We could examine this by considering whether the effect occurs within each country, for several of the countries that had the most survey respondents.
The effect is smaller in Europe and especially large in India, but it does appear within each country, suggesting this isn't the sole confounding factor.
Did we see the same tabs/spaces gap within each of these groups?
Yes, the effect existed within every subgroup of developers. (This gave a similar result even when filtering for developers only in a specific country, or for ones with a specific range of experience). Note that respondents could select multiple languages, so each of these groups are overlapping to some degree.
I did several other visual examinations of possible confounding factors (such as level of education or company size), and found basically the same results: spaces beat tabs within every group. Now that the raw data is available, I encourage other statisticians to check other confounders themselves.
Estimating the effect
If we control for all of the factors that we suspect could affect salary, how much effect does the choice of tabs/spaces have?

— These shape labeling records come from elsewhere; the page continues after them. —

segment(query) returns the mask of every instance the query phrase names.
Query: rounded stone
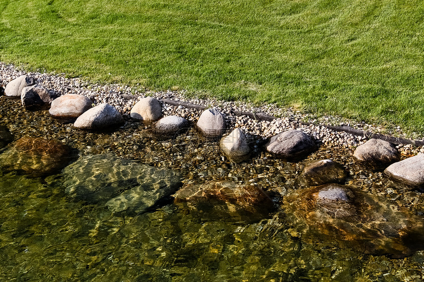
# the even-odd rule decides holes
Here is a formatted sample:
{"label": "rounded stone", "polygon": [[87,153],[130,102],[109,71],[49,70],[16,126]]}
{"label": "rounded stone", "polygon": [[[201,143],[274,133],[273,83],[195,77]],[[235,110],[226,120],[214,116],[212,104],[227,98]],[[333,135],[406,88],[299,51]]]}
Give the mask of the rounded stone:
{"label": "rounded stone", "polygon": [[146,121],[156,121],[162,116],[162,105],[155,98],[146,97],[134,105],[130,113],[131,117]]}
{"label": "rounded stone", "polygon": [[303,157],[316,148],[315,142],[309,136],[296,129],[272,137],[266,145],[269,153],[287,158]]}
{"label": "rounded stone", "polygon": [[124,122],[124,118],[114,107],[100,104],[81,115],[73,126],[81,129],[101,129]]}
{"label": "rounded stone", "polygon": [[35,83],[35,80],[32,76],[21,75],[7,84],[4,89],[4,95],[10,97],[20,97],[24,88]]}
{"label": "rounded stone", "polygon": [[226,128],[225,116],[217,109],[208,109],[202,113],[196,125],[207,137],[219,137]]}
{"label": "rounded stone", "polygon": [[301,180],[308,186],[341,182],[347,176],[342,165],[331,159],[311,161],[305,165],[300,175]]}
{"label": "rounded stone", "polygon": [[52,102],[49,113],[55,118],[75,119],[91,109],[92,104],[85,96],[67,94]]}
{"label": "rounded stone", "polygon": [[393,179],[413,186],[424,185],[424,155],[391,164],[384,172]]}
{"label": "rounded stone", "polygon": [[236,128],[229,134],[222,137],[219,145],[224,153],[230,157],[244,156],[249,151],[246,136],[240,128]]}
{"label": "rounded stone", "polygon": [[162,118],[153,125],[157,133],[173,134],[188,126],[188,121],[177,116],[168,116]]}
{"label": "rounded stone", "polygon": [[390,143],[376,139],[358,146],[353,157],[359,161],[379,167],[400,159],[399,152]]}

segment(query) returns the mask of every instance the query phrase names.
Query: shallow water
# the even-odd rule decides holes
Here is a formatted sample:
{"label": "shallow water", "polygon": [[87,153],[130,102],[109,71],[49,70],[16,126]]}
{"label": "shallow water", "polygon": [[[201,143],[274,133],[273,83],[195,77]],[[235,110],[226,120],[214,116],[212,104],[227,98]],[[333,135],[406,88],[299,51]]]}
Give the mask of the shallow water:
{"label": "shallow water", "polygon": [[[45,112],[24,111],[18,121],[10,113],[19,108],[0,109],[15,140],[25,135],[59,139],[73,148],[74,159],[113,152],[141,164],[177,170],[184,183],[257,183],[276,205],[268,216],[253,222],[217,219],[209,207],[190,209],[172,199],[144,213],[117,214],[104,205],[70,197],[61,184],[62,171],[37,178],[0,172],[1,281],[423,279],[422,251],[401,259],[365,254],[354,246],[321,238],[315,229],[298,228],[283,208],[283,199],[305,188],[297,179],[308,160],[286,162],[258,150],[248,162],[234,164],[223,157],[215,142],[200,140],[192,130],[162,141],[143,137],[143,125],[131,122],[107,133],[70,131],[70,125],[50,119]],[[32,119],[24,122],[25,117]],[[422,218],[421,193],[358,166],[349,150],[329,150],[320,148],[308,159],[331,157],[341,162],[351,172],[347,184],[385,199],[393,212],[406,209]]]}

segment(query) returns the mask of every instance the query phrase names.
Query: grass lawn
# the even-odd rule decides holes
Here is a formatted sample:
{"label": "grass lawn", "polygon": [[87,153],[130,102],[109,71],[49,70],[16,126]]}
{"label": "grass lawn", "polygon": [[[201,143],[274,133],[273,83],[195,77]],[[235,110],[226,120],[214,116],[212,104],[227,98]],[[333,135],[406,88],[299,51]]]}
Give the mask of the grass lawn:
{"label": "grass lawn", "polygon": [[0,0],[0,61],[424,133],[422,0]]}

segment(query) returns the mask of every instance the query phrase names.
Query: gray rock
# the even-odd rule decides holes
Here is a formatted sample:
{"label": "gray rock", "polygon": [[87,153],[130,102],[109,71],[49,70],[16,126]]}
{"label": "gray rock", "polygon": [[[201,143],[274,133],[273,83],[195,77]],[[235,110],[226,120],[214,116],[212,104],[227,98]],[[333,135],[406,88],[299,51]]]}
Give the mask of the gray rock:
{"label": "gray rock", "polygon": [[221,149],[230,158],[245,156],[249,153],[249,145],[243,130],[236,128],[219,142]]}
{"label": "gray rock", "polygon": [[121,124],[124,118],[114,107],[101,104],[81,115],[75,121],[73,126],[82,129],[101,129]]}
{"label": "gray rock", "polygon": [[4,89],[4,94],[10,97],[19,97],[24,88],[35,83],[35,80],[32,76],[21,75],[7,84]]}
{"label": "gray rock", "polygon": [[75,119],[91,109],[92,104],[85,96],[67,94],[52,102],[49,113],[55,118]]}
{"label": "gray rock", "polygon": [[424,185],[424,155],[418,155],[395,162],[384,171],[390,178],[414,186]]}
{"label": "gray rock", "polygon": [[112,154],[82,157],[63,171],[71,197],[105,204],[112,212],[141,213],[180,187],[181,175],[171,170],[120,159]]}
{"label": "gray rock", "polygon": [[155,133],[164,134],[175,133],[188,126],[188,121],[177,116],[168,116],[162,118],[153,125]]}
{"label": "gray rock", "polygon": [[342,165],[331,159],[314,160],[305,166],[301,180],[308,186],[341,182],[348,176]]}
{"label": "gray rock", "polygon": [[57,95],[50,93],[43,86],[35,84],[22,89],[21,101],[25,107],[42,106],[50,104]]}
{"label": "gray rock", "polygon": [[399,161],[400,154],[389,142],[371,139],[358,146],[353,153],[358,160],[377,167]]}
{"label": "gray rock", "polygon": [[225,116],[217,109],[208,109],[202,113],[197,125],[207,137],[219,137],[226,128]]}
{"label": "gray rock", "polygon": [[3,148],[13,140],[13,136],[10,134],[7,127],[0,125],[0,148]]}
{"label": "gray rock", "polygon": [[307,134],[291,129],[271,137],[266,145],[269,152],[287,158],[301,157],[316,148],[315,142]]}
{"label": "gray rock", "polygon": [[162,117],[162,105],[155,98],[146,97],[134,105],[130,113],[131,117],[146,121],[156,121]]}

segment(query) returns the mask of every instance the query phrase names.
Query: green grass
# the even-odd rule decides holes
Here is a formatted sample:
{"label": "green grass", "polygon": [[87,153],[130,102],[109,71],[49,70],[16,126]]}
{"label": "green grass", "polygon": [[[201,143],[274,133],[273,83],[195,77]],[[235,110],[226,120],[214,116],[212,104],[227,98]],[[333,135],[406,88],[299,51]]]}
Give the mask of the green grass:
{"label": "green grass", "polygon": [[421,133],[423,31],[422,0],[0,0],[3,62]]}

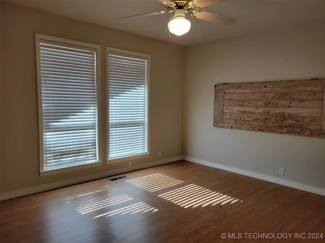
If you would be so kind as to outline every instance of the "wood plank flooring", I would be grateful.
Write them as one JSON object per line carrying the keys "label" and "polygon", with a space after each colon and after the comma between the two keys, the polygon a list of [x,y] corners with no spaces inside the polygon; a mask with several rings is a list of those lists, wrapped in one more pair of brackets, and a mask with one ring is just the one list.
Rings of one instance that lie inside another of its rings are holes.
{"label": "wood plank flooring", "polygon": [[121,176],[1,202],[0,242],[325,242],[319,195],[185,161]]}

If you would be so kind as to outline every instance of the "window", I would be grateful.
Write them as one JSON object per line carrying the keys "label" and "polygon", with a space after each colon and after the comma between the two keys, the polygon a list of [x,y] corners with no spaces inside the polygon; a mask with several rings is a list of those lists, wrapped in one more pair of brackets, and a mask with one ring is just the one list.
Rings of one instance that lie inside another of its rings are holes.
{"label": "window", "polygon": [[36,44],[41,175],[100,165],[100,47],[38,34]]}
{"label": "window", "polygon": [[148,156],[150,56],[107,48],[107,58],[108,159]]}

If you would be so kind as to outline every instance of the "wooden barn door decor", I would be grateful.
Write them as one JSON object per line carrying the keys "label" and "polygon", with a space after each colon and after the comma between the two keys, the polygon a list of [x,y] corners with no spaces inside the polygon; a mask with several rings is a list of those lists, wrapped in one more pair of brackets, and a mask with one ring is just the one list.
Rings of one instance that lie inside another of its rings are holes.
{"label": "wooden barn door decor", "polygon": [[217,85],[214,127],[325,138],[325,79]]}

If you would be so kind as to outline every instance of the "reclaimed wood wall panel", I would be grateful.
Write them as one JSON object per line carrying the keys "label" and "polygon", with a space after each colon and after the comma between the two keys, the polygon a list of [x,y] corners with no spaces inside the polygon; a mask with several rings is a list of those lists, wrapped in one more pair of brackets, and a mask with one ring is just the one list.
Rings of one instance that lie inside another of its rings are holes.
{"label": "reclaimed wood wall panel", "polygon": [[325,79],[217,85],[214,126],[325,138]]}

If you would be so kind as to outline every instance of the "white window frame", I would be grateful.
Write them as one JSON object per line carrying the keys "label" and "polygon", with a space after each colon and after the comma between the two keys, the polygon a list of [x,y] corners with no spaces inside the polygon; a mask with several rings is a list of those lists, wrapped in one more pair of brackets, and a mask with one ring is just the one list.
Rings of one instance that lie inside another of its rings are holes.
{"label": "white window frame", "polygon": [[[146,64],[146,146],[147,151],[145,153],[111,159],[109,158],[109,55],[114,54],[116,55],[120,54],[121,56],[134,58],[136,59],[141,59],[147,61]],[[150,56],[148,54],[144,54],[137,52],[129,51],[125,51],[121,49],[106,48],[106,164],[110,164],[121,162],[123,161],[132,161],[134,159],[137,159],[141,158],[148,157],[150,155]]]}
{"label": "white window frame", "polygon": [[[97,157],[96,161],[88,164],[84,164],[76,166],[66,167],[60,169],[55,169],[51,170],[44,170],[44,146],[43,146],[43,110],[42,110],[42,78],[40,59],[40,42],[46,41],[56,43],[66,47],[76,47],[78,46],[84,50],[93,50],[96,53],[95,71],[96,71],[96,113],[97,113]],[[36,53],[36,67],[38,89],[38,105],[39,113],[39,149],[40,149],[40,175],[41,176],[56,174],[67,172],[76,170],[80,170],[90,167],[99,166],[102,165],[102,145],[101,145],[101,46],[97,45],[85,43],[80,42],[63,39],[48,35],[35,34],[35,46]]]}

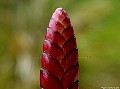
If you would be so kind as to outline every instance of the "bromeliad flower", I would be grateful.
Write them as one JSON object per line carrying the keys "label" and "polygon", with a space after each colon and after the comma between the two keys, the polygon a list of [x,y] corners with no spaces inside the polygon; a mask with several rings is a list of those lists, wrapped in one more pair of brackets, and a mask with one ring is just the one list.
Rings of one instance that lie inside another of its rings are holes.
{"label": "bromeliad flower", "polygon": [[49,22],[40,69],[43,89],[79,89],[78,49],[66,11],[57,8]]}

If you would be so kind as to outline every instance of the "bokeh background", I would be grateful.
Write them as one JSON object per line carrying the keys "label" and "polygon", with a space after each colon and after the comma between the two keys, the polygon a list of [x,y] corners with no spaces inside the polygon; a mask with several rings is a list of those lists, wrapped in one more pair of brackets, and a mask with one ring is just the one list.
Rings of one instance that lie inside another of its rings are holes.
{"label": "bokeh background", "polygon": [[42,43],[57,7],[75,30],[81,89],[120,87],[120,0],[0,0],[0,89],[39,89]]}

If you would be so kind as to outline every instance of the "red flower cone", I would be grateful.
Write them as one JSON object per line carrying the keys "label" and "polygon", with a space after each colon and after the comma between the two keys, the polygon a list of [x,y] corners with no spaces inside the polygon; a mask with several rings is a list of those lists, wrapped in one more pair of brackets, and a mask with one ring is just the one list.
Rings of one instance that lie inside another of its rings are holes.
{"label": "red flower cone", "polygon": [[43,89],[79,89],[78,49],[66,11],[57,8],[49,22],[40,69]]}

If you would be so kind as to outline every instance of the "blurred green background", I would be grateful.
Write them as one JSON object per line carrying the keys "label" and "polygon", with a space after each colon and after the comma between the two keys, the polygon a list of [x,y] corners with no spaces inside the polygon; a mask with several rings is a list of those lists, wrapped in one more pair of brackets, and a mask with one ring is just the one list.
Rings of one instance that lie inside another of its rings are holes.
{"label": "blurred green background", "polygon": [[42,43],[57,7],[75,30],[81,89],[120,87],[120,0],[0,0],[0,89],[39,89]]}

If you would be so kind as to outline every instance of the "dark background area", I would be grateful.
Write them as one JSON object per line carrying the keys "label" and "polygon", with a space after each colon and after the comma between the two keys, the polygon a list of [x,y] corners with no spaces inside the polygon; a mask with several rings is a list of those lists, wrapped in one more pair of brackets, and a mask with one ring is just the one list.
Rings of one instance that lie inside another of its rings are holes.
{"label": "dark background area", "polygon": [[42,43],[58,7],[75,30],[81,89],[120,87],[120,0],[1,0],[0,89],[39,89]]}

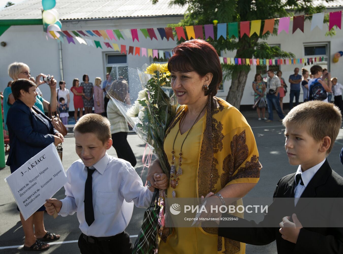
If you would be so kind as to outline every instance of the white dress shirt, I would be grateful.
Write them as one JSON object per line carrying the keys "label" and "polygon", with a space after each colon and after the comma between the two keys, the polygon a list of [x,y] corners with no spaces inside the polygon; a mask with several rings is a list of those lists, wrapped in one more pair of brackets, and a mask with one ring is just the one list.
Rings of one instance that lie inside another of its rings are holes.
{"label": "white dress shirt", "polygon": [[300,184],[300,181],[297,184],[296,184],[295,187],[294,189],[294,205],[296,205],[297,203],[299,201],[299,198],[301,197],[303,194],[303,193],[305,190],[305,188],[307,186],[310,181],[313,177],[316,174],[318,170],[320,168],[320,167],[322,166],[323,164],[325,162],[325,160],[321,162],[320,163],[317,164],[315,166],[314,166],[312,168],[310,168],[307,170],[303,172],[303,170],[301,169],[301,165],[299,165],[298,167],[298,170],[297,170],[295,175],[294,176],[294,181],[295,181],[296,177],[297,175],[300,174],[301,175],[301,180],[304,185]]}
{"label": "white dress shirt", "polygon": [[61,200],[59,214],[64,217],[77,211],[80,229],[87,235],[115,235],[127,226],[134,203],[138,207],[147,208],[153,192],[143,186],[142,179],[126,161],[106,153],[93,166],[96,170],[92,175],[94,222],[88,227],[85,219],[87,170],[81,159],[73,163],[67,171],[68,182],[64,186],[67,196]]}
{"label": "white dress shirt", "polygon": [[333,92],[334,96],[342,95],[342,89],[343,89],[343,86],[339,83],[337,83],[335,85],[332,86],[332,92]]}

To answer this, I fit a linear regression, predicting salary based on the following factors.
- Tabs vs spaces
- Years of programming experience
- Developer type and language (for the 49 responses with at least 200 "yes" answers)
- Level of formal education (e.g. bachelor's, master's, doctorate)
- Whether they contribute to open source
- Whether they program as a hobby
- Company size
The model estimated that using spaces instead of tabs is associated with an 8.6% higher salary (confidence interval (6%, 10.4%), p-value < 10^-10). (By predicting the logarithm of the salary, we were able to estimate the % change each factor contributed to a salary rather than the dollar amount). Put another way, using spaces instead of tabs is associated with as high a salary difference as an extra 2.4 years of experience.
So... this is certainly a surprising result, one that I didn't expect to find when I started exploring the data. And it is impressively robust even when controlling for many confounding factors. As an exercise I tried controlling for many other confounding factors within the survey data beyond those mentioned here, but it was difficult to make the effect shrink and basically impossible to make it disappear.
Correlation is not causation, and we can never be sure that we've controlled for all the confounding factors present in a dataset, or indeed that the confounders were measured in the survey at all. If you're a data scientist, statistician, or analyst, I encourage you to download the raw survey data and examine it for yourself. You can find the code behind this blog post here if you'd like to reproduce the analysis. In any case we'd be interested in hearing hypotheses about this relationship.
Though for the sake of my own salary, I'm sticking with spaces for now.